Uhuru's chief opponent, Prime Minister Raila Odinga, lost to Kibaki in 2007. Odinga is a member of the Luo tribe, which happens to be the tribe of U.S. President Barack Obama's father. After the 2008 U.S. election, Kenyans told a bitter joke. What's the difference between the U.S. and Kenya? In the U.S., a Luo can be elected president.
Odinga casts himself as a critic of the Kenyatta system. Yes, aspects of Kenya's corruption problem link to tribalism. However, Odinga's family, like Kenyatta's, also ranks among Kenya's wealthy elite.
By the way, Forbes ranks Uhuru Kenyatta as the wealthiest man in Kenya. How did the Kenyattas get rich?
Kenyans know.
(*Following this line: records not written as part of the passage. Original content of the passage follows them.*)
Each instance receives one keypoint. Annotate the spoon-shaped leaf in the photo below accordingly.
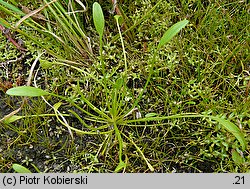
(232, 128)
(26, 91)
(20, 169)
(171, 32)
(98, 18)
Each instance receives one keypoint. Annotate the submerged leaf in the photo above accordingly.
(171, 32)
(26, 91)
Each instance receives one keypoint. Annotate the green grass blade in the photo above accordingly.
(171, 32)
(26, 91)
(12, 7)
(20, 169)
(98, 18)
(231, 127)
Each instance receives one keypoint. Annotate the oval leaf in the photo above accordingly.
(171, 32)
(98, 18)
(26, 91)
(232, 128)
(20, 169)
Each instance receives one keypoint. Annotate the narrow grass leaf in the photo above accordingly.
(20, 169)
(121, 165)
(171, 32)
(13, 119)
(11, 7)
(26, 91)
(151, 115)
(98, 18)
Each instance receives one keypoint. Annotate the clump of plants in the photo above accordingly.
(113, 117)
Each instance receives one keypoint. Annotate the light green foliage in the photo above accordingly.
(98, 19)
(171, 32)
(20, 169)
(183, 111)
(26, 91)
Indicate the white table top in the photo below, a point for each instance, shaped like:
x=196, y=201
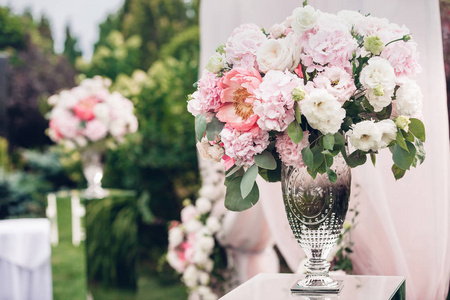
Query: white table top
x=277, y=286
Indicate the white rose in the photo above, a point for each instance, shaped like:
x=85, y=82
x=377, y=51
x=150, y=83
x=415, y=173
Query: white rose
x=213, y=224
x=216, y=63
x=379, y=102
x=277, y=30
x=304, y=18
x=203, y=205
x=365, y=136
x=206, y=243
x=200, y=257
x=101, y=112
x=409, y=98
x=323, y=111
x=378, y=72
x=215, y=152
x=388, y=132
x=279, y=54
x=118, y=128
x=190, y=276
x=193, y=226
x=176, y=236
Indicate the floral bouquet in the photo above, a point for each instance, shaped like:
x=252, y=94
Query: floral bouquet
x=90, y=113
x=191, y=246
x=295, y=94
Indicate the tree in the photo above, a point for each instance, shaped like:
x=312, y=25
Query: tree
x=71, y=49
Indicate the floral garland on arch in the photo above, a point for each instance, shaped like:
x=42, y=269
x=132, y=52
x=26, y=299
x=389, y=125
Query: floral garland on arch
x=294, y=94
x=89, y=113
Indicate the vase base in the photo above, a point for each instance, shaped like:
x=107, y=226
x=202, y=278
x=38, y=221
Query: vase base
x=299, y=288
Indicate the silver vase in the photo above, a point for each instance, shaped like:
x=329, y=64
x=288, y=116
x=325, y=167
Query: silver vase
x=316, y=210
x=92, y=159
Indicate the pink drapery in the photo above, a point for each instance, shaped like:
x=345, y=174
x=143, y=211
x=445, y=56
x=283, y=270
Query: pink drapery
x=404, y=226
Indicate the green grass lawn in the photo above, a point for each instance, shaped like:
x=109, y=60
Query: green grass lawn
x=69, y=271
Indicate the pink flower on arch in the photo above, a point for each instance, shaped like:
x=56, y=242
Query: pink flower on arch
x=238, y=95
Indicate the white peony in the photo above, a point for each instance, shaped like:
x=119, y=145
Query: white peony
x=216, y=63
x=378, y=72
x=279, y=54
x=304, y=18
x=323, y=111
x=409, y=98
x=379, y=102
x=176, y=236
x=213, y=224
x=203, y=205
x=365, y=136
x=190, y=276
x=388, y=132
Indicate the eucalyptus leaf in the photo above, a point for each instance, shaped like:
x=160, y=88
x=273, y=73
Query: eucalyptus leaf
x=328, y=141
x=417, y=128
x=233, y=197
x=265, y=160
x=403, y=158
x=200, y=126
x=248, y=180
x=213, y=128
x=295, y=132
x=332, y=176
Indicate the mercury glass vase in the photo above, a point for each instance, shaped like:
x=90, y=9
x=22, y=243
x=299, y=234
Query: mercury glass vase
x=316, y=210
x=92, y=159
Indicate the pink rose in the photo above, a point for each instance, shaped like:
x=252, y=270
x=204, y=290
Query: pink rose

Last month, The Washington Post ran a story highlighting a new Kenyan website named "I Paid a Bribe." The website solicits personal reports from Kenyans regarding their experience with "kitu kidogo," Swahili for "something small," meaning a small bribe. It's a global concept. Mexicans call it "mordida" ("little bite"). The Post's article connected the website to the Arab Spring revolts, which featured large-scale use of digital media for revolutionary communication.
This circles back to 2002 and my friend the businessman. Off the road and over a cup of coffee, he opined that Kenya's disparate tribes buy and sell from one another, and all of them are abused by the political crooks. Business is people, not tribe, but favoritism, cronyism? This is why he looked elsewhere, for freedom from this subtle tyranny.
No, he didn't show me his cellphone. He'd already done that.